Taal sued the government on the grounds of free speech this year. After the case was filed, Immigration and Customs Enforcement called on Taal to turn himself in for deportation. Taal didn’t turn himself in and continued the case until just over a week ago, when he issued a public statement on X sharing that he had left the country.
“Given what we have seen across the United States,” he wrote, “I have lost faith that a favourable ruling from the courts would guarantee my personal safety and ability to express my beliefs. I have lost faith I could walk the streets without being abducted.”
The suit has now been withdrawn, but Taal’s lawyers say the implications of this case go well beyond their client.

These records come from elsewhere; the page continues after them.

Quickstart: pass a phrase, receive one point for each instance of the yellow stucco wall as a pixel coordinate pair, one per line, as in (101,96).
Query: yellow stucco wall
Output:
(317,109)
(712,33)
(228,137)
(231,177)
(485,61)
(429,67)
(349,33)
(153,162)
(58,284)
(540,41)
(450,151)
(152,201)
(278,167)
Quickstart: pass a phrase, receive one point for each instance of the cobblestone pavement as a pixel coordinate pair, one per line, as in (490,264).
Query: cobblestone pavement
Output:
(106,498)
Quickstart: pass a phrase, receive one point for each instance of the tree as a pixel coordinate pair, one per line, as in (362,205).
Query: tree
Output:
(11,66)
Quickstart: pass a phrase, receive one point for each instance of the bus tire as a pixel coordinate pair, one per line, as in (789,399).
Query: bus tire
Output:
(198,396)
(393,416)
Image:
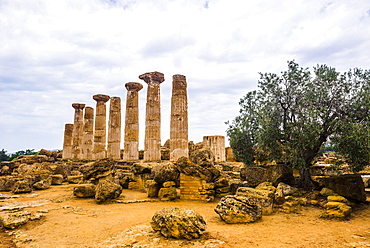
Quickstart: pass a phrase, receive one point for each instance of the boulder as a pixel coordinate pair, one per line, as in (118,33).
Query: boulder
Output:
(107,190)
(42,184)
(165,172)
(16,219)
(263,198)
(238,209)
(275,174)
(31,159)
(253,175)
(99,168)
(169,184)
(366,179)
(167,194)
(57,179)
(178,223)
(337,210)
(350,186)
(22,186)
(7,183)
(202,157)
(84,191)
(75,179)
(266,186)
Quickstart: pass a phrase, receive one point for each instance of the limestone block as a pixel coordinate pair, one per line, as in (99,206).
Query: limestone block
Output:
(178,223)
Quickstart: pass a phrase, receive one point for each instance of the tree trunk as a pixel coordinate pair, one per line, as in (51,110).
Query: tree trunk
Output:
(306,181)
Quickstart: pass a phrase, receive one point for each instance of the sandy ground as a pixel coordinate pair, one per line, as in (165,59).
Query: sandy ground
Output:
(74,222)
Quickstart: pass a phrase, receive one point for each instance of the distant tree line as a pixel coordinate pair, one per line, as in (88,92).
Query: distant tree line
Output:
(5,157)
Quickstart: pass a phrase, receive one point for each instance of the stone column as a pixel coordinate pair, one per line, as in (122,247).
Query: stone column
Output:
(131,143)
(100,133)
(217,145)
(114,129)
(88,133)
(152,142)
(67,143)
(77,133)
(179,119)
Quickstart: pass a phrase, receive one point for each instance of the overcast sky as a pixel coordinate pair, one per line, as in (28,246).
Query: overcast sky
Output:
(59,52)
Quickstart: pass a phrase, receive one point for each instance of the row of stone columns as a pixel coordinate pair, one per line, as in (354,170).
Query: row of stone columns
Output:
(83,141)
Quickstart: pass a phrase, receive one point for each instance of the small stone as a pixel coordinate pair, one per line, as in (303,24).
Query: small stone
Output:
(178,223)
(169,184)
(84,190)
(167,194)
(238,209)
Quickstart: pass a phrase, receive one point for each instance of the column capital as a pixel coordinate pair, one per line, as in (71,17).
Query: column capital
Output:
(133,86)
(101,98)
(78,105)
(152,77)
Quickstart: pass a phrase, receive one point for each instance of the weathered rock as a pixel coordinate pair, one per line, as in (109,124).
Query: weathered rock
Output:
(202,157)
(84,191)
(254,175)
(238,209)
(57,179)
(43,184)
(266,186)
(178,223)
(263,198)
(169,184)
(22,186)
(31,159)
(97,169)
(75,179)
(165,172)
(327,192)
(350,186)
(152,188)
(107,190)
(338,210)
(366,180)
(7,183)
(167,194)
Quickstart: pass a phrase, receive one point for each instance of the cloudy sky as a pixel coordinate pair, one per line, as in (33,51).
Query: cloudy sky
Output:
(55,53)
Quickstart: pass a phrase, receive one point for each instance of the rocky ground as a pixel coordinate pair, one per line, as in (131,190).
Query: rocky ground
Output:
(68,221)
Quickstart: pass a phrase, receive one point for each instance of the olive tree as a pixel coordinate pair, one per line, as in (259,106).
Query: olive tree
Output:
(292,115)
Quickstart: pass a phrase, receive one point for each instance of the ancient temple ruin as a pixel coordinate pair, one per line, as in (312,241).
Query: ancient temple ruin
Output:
(179,119)
(131,141)
(100,134)
(152,142)
(89,137)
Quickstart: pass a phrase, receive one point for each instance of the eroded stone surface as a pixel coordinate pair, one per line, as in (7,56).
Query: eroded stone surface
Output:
(178,223)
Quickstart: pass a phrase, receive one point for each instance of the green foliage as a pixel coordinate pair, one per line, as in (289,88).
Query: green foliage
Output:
(15,155)
(3,155)
(294,114)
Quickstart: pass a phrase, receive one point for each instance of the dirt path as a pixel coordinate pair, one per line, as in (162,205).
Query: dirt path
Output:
(73,222)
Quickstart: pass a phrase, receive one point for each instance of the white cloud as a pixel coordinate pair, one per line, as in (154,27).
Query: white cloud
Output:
(54,53)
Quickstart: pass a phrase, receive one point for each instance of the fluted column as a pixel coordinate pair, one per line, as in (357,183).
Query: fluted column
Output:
(88,133)
(152,142)
(67,142)
(77,130)
(114,128)
(179,119)
(131,143)
(100,133)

“The First Amendment applies to people who are physically in the United States, regardless of their alienage, regardless of what country they were born in, regardless of the color of their skin, regardless of their immigration status,” Lee said. “By … saying that attending a protest makes one a threat to American foreign policy, the administration is admitting that the Constitution is getting in the way of the fight for democracy. Something is not right there.”